En d’autres termes, le médecin a le droit et devrait selon les résultats des essais cliniques prescrire le médicament, mais ceci à la charge du patient ou de la caisse maladie, si celle-ci donne son accord de prise en charge. Cette décision peut varier d’une caisse à l’autre car l’analyse de la notion « bénéfice thérapeutique élevé », second critère pour faire valoir l’article 71a-d OAmal, dépend du jugement du médecin conseil. La justice distributive (prise en charge des frais indépendamment de la caisse maladie) n’est donc plus respectée dans tous les cas.

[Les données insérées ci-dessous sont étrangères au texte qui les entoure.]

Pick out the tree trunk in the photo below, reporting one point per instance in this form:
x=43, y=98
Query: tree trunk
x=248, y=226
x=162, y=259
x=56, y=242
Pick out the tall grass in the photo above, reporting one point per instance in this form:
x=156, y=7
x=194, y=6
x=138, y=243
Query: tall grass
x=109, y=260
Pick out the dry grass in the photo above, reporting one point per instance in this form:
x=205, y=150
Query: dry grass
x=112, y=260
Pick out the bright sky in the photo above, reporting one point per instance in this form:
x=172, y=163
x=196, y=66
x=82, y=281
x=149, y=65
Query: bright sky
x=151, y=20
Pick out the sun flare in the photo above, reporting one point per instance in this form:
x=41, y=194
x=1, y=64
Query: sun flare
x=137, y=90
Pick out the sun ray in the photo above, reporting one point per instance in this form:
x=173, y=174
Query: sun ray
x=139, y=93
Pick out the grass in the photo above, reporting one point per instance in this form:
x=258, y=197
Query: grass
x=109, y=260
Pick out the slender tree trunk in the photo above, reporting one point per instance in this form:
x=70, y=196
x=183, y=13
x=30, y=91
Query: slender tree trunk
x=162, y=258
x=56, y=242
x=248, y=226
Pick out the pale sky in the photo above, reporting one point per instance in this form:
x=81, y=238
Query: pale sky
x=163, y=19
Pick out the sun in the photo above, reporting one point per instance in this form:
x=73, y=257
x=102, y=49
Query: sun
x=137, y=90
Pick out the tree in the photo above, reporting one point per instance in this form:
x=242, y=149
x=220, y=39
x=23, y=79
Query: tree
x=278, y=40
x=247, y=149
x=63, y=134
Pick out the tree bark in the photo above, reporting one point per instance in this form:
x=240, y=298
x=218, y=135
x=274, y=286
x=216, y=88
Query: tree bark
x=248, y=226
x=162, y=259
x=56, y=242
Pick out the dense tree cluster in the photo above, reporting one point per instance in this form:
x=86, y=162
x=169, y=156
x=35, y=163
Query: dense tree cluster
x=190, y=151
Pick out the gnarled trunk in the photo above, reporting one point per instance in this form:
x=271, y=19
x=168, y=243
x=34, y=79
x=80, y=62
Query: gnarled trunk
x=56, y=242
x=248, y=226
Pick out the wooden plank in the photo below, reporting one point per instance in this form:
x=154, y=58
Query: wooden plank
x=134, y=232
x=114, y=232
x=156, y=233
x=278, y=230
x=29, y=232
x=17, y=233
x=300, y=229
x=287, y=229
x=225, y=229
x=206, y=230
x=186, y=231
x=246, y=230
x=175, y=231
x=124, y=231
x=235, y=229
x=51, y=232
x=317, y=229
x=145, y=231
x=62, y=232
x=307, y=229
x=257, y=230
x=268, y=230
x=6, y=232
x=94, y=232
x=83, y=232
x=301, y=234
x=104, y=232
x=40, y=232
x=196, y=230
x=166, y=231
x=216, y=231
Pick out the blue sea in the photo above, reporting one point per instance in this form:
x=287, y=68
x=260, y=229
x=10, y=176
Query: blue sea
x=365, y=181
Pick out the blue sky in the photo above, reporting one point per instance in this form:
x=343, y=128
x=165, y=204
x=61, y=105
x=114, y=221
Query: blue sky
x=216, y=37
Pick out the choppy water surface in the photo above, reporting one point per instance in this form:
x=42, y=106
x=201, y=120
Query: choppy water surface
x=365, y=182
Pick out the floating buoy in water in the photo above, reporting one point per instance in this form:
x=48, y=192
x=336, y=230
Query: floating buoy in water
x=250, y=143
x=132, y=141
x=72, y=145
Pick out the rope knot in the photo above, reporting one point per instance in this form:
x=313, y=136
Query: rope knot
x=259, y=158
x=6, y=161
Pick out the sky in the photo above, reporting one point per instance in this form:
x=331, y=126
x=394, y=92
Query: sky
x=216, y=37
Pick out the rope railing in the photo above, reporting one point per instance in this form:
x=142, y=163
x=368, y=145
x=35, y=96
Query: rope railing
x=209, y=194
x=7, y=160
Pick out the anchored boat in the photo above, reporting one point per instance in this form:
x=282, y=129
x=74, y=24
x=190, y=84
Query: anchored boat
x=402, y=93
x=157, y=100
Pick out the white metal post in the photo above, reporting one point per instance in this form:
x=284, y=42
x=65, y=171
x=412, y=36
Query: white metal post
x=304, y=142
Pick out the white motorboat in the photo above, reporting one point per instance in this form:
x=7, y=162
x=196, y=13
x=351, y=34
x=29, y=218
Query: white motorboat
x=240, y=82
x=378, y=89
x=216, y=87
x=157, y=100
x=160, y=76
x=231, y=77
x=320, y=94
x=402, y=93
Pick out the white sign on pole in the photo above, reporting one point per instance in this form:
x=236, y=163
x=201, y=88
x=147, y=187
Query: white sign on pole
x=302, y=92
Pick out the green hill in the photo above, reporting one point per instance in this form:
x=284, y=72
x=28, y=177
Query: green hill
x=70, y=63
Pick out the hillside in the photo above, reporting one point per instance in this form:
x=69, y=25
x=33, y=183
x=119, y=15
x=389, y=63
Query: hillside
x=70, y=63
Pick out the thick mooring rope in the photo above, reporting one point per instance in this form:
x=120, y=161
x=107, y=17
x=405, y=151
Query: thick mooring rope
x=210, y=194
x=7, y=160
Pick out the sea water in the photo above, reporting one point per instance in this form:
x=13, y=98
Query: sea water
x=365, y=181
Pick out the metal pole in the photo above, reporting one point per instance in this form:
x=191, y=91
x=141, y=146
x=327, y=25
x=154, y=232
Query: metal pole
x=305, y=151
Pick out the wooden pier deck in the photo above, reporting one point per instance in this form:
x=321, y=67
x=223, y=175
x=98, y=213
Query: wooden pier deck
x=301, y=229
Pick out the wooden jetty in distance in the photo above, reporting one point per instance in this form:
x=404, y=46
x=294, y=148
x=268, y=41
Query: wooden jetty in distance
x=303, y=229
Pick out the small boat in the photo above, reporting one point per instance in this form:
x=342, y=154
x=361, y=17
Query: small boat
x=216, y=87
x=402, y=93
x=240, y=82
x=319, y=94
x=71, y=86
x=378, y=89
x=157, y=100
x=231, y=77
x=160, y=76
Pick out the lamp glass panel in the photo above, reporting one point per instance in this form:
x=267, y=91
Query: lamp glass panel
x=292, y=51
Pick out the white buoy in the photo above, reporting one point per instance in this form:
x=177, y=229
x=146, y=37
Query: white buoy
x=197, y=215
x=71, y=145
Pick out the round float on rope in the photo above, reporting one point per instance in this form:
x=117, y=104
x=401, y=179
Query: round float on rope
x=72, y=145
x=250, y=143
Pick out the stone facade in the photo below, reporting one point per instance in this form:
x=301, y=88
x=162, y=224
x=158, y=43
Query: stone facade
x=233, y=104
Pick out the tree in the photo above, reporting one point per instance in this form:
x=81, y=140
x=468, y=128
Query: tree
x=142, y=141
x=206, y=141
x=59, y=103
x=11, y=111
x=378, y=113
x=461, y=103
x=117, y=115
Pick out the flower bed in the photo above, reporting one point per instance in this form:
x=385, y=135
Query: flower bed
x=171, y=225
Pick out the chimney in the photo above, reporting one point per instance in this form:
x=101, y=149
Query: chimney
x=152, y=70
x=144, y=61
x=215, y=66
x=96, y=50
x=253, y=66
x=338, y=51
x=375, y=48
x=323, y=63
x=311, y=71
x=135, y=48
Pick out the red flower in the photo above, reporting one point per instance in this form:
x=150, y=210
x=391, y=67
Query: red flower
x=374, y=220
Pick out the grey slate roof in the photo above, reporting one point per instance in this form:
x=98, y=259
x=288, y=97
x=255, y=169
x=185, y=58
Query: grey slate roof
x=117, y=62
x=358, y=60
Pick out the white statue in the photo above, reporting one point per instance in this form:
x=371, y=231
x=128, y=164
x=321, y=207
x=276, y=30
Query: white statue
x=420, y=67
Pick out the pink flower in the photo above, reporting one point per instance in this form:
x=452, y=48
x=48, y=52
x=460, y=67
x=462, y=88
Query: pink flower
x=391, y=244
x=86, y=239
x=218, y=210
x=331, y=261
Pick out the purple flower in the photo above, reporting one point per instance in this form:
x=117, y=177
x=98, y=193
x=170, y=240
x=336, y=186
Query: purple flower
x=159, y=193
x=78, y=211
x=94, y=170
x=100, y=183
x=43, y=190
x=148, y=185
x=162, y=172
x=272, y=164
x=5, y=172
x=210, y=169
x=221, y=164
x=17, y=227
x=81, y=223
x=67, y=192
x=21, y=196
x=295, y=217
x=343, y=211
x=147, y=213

Les protocoles de recherche de médicaments phase II ou III (mesure des effets secondaires et de l’activité du médicament dans une maladie donnée) permettent aux patients de recevoir des médicaments en phase de développement. Parfois ils sont déjà sur le marché (acceptés par Swissmedic), mais ne sont pas admis par les caisses maladies car ne faisant pas partie de la liste des spécialités OFSP. Citons pour exemple la prise en charge d’une combinaison de deux médicaments d’immunothérapie (Ipilimumab (= YervoyR) et Nivolumab (OpdivoR)) pour les patients souffrant d’un cancer métastatique du rein. Il s’agit d’une situation non-curative ayant pour but d’éviter une progression tumorale et de maintenir une bonne qualité de vie.
Plusieurs essais en cours testent la faisabilité de l'utilisation de l'immunothérapie combinée (nivolumab et ipilimumab) en première ligne dans le cancer du rein métastatique, traitement prouvé efficace dans cette situation. Sa prise en charge par la firme pharmaceutique évite d’attendre la décision d’un éventuel remboursement et épargne au patient l’insécurité d’un éventuel rejet par la caisse maladie.
Le centre d’oncologie médicale de l’HFR Fribourg a activé ce protocole SAKK et permet de proposer aux Fribourgeois ce traitement du cancer du rein en stade avancé, en 1ère ligne.